ドラマ「あんぱん」(NHK)は物語が戦後まで進み、ドラマ独自の幼なじみ設定を経て、ようやくモデルとなったやなせたかし夫妻の史実どおりに高知の新聞社で嵩(北村匠海)とのぶ(今田美桜)が恋に落ちることに。朝ドラについての著作がある田幸和歌子さんは「最初からフィクションだと宣言したことで、戦争についても鋭く描けた」という――。 ■「あんぱん」は、ようやく史実どおりの展開に 4月の放送開始から3カ月。朝ドラこと、折り返し地点に到達したNHK連続テレビ小説「あんぱん」。絵本「アンパンマン」の生みの親・やなせたかし(北村匠海が演じる嵩)と妻・小松暢(今田美桜が演じるのぶ)をモデルとしながらも、「フィクションのドラマオリジナル作品」として描かれるこの作品は、近年の朝ドラにおける重要なトレンドを象徴している。 半年間という長期にわたる朝ドラにおいて、実在のモデルがいる作品の最大のメリットは、中だるみや尻すぼみになるリスクが低く、物語が迷子にならないこと。視聴者が「本当にあった話」として安心して見られることも大きい。「あんぱん」のやなせ、「ゲゲゲの女房」(2010年度上期)の水木しげるのように、有名な漫画家がモデルで、その作品も一般視聴者に親しまれてきたものであれば、なおさらだ。 一方、制作は「史実との兼ね合い」という難題を常に抱えることになる。実在のモデルがいる朝ドラは2014年前期の「花子とアン」(村岡花子がモデル)以降、多くなったが、ここ数年も2023年度上期の「らんまん」(牧野富太郎がモデル)、2024年度の「虎に翼」(三淵嘉子がモデル)、「ブギウギ」(笠置シヅ子がモデル)、そしてこの「あんぱん」と続く中、制作者たちはどのように史実をアレンジしているのだろうか。 ■小松暢が新聞社に入るまでの本当の生い立ち 「あんぱん」における最大の史実改変は、主人公たちの出会いを幼なじみ設定に変更したことだ。 『やなせたかし はじまりの物語:最愛の妻 暢さんとの歩み』(高知新聞社)によると、実際のやなせたかしと小松暢の出会いは1946年(昭和21年)5月。

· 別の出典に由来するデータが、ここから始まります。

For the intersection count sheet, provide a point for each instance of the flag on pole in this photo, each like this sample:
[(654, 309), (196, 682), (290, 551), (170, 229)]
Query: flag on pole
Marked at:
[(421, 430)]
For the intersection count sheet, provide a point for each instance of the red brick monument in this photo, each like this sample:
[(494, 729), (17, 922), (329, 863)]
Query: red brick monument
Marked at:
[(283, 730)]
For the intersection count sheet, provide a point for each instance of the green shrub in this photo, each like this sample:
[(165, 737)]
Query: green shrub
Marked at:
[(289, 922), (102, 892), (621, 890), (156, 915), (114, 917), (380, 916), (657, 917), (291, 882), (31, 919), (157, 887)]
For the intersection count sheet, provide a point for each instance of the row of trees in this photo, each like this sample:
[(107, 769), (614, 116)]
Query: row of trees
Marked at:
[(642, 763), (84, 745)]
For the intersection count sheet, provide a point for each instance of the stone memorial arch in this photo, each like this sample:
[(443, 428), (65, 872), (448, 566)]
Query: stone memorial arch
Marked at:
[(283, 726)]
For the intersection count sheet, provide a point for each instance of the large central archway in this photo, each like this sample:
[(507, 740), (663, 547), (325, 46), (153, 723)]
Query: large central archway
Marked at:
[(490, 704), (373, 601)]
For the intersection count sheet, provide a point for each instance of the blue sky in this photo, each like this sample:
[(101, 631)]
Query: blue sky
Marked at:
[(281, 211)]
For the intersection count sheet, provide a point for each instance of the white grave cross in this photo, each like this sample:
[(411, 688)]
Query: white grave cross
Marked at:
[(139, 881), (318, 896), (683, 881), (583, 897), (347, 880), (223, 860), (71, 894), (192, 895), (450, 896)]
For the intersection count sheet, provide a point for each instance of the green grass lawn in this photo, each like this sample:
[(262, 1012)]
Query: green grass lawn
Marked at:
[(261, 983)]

中国の戦地から戻ったやなせは、弟の戦死を知り、しばし呆然と過ごした後、廃品回収の仕事をする中、進駐軍の兵舎から持ち帰った雑誌を見て、父と同じ新聞記者を志す。そして、高知新聞社の採用試験を受けたとき、会場にいたのが、やなせより数カ月前に入社し、受付や後片付けを手伝っていた暢だった。 ドラマと同じく実際の暢も再婚だった。子供時代の暢は父母や兄、妹2人と比較的、裕福な暮らしをしていたが、父を6歳のときに亡くし、その後、大阪府立阿倍野高等女学校から高知市の第二高等女学校(ドラマの女子高等師範ではない)に転校したと見られている。 女学校卒業後は上京し、日本郵船勤務で高知出身の小松総一郎と結婚。仕事の都合で2人は大阪や東京で暮らしたが、総一郎は戦時中に一等機関士として召集され、海軍の船で病気になってしまった。高知市で3年ほど療養、終戦後の1946年に33歳で亡くなり、2人の結婚生活は7年で幕を閉じる。